Considering their reputation as folksy, down home and altogether analog, some might be surprised to learn that Dr. Dog got their start composing electronic tunes.
To be clear, the very first tracks that the Philadelphia indie rockers ever recorded weren’t club bangers, or even chilly IDM. Still, the founding trio of Toby Leaman, Scott McMicken and Doug O’Donnell constructed most of the songs on Psychedelic Swamp using the lo-fi synth patches and tinny drum loops of a cheap keyboard.
With the exception of the vocals and the guitars, Leaman says that just about every tone and tom-tom on the record came from a Casio sound bank. “There’s certainly no live drums on it,” the singer and songwriter says of the 2001 album, which the fledgling group stitched together with a pair of cassette four-tracks and then dubbed to even more cassettes and some CD-Rs.
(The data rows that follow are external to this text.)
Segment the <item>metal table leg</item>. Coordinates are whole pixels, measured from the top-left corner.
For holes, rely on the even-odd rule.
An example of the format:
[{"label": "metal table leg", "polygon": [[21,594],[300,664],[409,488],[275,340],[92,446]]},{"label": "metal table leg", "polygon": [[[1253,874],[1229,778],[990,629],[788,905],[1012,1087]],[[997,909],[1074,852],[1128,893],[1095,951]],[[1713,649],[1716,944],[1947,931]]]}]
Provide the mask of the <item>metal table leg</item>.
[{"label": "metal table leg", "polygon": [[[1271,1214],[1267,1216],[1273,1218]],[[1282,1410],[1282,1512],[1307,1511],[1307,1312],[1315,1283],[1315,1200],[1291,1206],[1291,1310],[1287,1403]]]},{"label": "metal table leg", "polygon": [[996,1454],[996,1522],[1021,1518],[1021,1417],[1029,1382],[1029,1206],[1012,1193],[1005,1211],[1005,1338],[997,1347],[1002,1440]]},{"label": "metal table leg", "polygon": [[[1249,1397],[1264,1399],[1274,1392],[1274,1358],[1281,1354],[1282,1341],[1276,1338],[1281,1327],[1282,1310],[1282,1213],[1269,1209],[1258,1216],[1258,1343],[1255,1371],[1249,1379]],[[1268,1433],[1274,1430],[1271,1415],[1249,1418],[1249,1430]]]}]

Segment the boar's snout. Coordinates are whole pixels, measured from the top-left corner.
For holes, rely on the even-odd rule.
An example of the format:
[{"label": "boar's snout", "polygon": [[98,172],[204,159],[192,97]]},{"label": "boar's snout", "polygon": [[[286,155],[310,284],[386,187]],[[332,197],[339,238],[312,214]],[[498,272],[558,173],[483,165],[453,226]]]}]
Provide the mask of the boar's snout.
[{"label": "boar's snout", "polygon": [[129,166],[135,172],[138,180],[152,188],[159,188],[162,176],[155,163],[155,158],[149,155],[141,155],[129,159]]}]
They managed to sell a few copies of the album at some of their earliest gigs, Leaman recalls. However, Dr. Dog only kept one song from the sessions in regular rotation at shows. The sour mash of chintzy keys, the odd effects created by manually synching the two four-tracks during the mixing process and many other idiosyncrasies meant that most of the collection didn’t make sense in a live setting, he explains over the phone from his home—pausing occasionally to assure his young daughter that he’ll pay attention to her very soon.
“The original thing is not what I’d call the most accessible piece of music ever recorded,” he says with a laugh.
For a little over a decade Psychedelic Swamp remained a rarity—lurking in the bootleg collections of Dr. Dog super fans. A few copies remained with the band, as well.
Then, in 2015, the Philly-based Pig Iron Theatre Company teamed with Dr. Dog on a live stage and music production for a local arts festival. Pig Iron asked the band to dig up some material that few had heard, and so Leaman and McMicken dusted off Psychedelic Swamp.
The play, titled Swamp is On, provided the impetus for the band to do what it had always intended: re-record their debut—this time in a real studio, with “a billion more pieces of gear and a billion more years of experience.” The new album is out now under the same name.
The result is something both old and new. “It felt like we were just doing cover songs,” he says, describing the experience of revisiting the old material. “It’s liberating in a way, for sure, but it’s weird too.”
Leaman says he is excited to see how audiences react to the new-old material. At their upcoming show in Santa Cruz he says the band will still very much be working it out.
“It’s going to be pretty raw still,” he says. “They’re not road tested at all. It will be interesting to see what catches and what doesn’t.”
Dr. Dog plays on Jan. 31, 7pm, $25 at The Catalyst, Santa Cruz.